FP implementations are generally evil, and errors cascade in irritating fashion. 50% of a numerical analysis class I took once was dedicated to error estimation. Stick to rationals if you can - it'll save your hairline.
Of course, most programmers only have a vague idea of how floating point numbers work. (I'm certainly among them!) It's very easy to run into problems. And even with a better understanding of the format, it's still very difficult to predict exactly what will happen in more complex expressions.
A really cool aside is that there are some relatively new toys we can use to model floating point numbers in interesting ways. In particular, several SMT solvers including Z3[1] now support a "theory of floating point" which lets us exhaustively verify and analyze programs that use floating point numbers. I haven't seen any applications taking advantage of this directly, but I personally find it very exciting and will probably try using it for debugging the next time I have to work with numeric code.

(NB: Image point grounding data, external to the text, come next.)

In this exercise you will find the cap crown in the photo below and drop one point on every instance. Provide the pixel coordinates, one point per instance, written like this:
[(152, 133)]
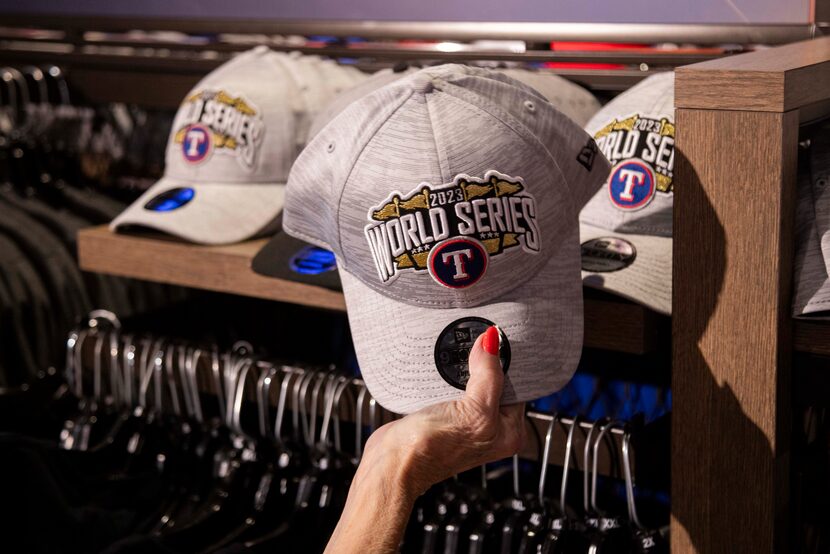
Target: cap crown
[(238, 124), (449, 152), (635, 131)]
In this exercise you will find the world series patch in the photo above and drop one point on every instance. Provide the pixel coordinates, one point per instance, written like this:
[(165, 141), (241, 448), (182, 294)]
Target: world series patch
[(641, 150), (216, 121), (452, 230)]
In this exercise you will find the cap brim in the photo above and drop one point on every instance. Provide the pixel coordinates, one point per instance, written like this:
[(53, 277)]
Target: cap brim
[(542, 320), (286, 257), (647, 280), (218, 213)]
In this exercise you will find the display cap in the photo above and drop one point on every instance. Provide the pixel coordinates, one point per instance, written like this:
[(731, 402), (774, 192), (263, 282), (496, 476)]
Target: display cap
[(626, 228), (566, 96), (231, 147), (812, 257), (450, 199)]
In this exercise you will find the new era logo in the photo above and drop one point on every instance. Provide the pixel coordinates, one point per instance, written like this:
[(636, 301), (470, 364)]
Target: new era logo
[(587, 154)]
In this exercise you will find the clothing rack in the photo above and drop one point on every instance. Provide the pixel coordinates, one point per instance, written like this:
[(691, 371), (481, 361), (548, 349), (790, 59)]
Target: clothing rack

A little while back, there was an article about how you can test floating point functions by enumerating every single 32-bit float. This is a great way of thinking! However, people were right to point out that this does not really scale when you have more than one float input or if you want to talk about doubles. This is why SMT solvers supporting floating point numbers is so exciting: it makes this sort of approach practical even for programs that use lots of doubles. So you can test every single double or every single pair of doubles or more, just by being clever about how you do it.
I haven't tried using the floating point theories, so I have no idea how they scale. However, I suspect they are not significantly worse than normal bitvectors (ie signed/unsigned integers). And those scale really well to larger sizes or multiple variables. Assuming the FP support scales even a fraction as well, this should be enough to practically verify pretty non-trivial functions!
[1]: http://z3.codeplex.com/
and the same for multiplication: It actually isn't "surprising" if you understand how the format works. It essentially uses scientific notation but in binary, with a set number of bits for both the mantissa and the exponent as well as a few changes thrown in for better behavior at its limits (like denormalization). This means that it can't directly express numbers which are very easy to write in decimal form, like 0.1, just like we can't express 1/3 as a finite decimal. It's designed to manage this as well as possible with the small number of bits at its disposal, but we still inevitably run into these issues.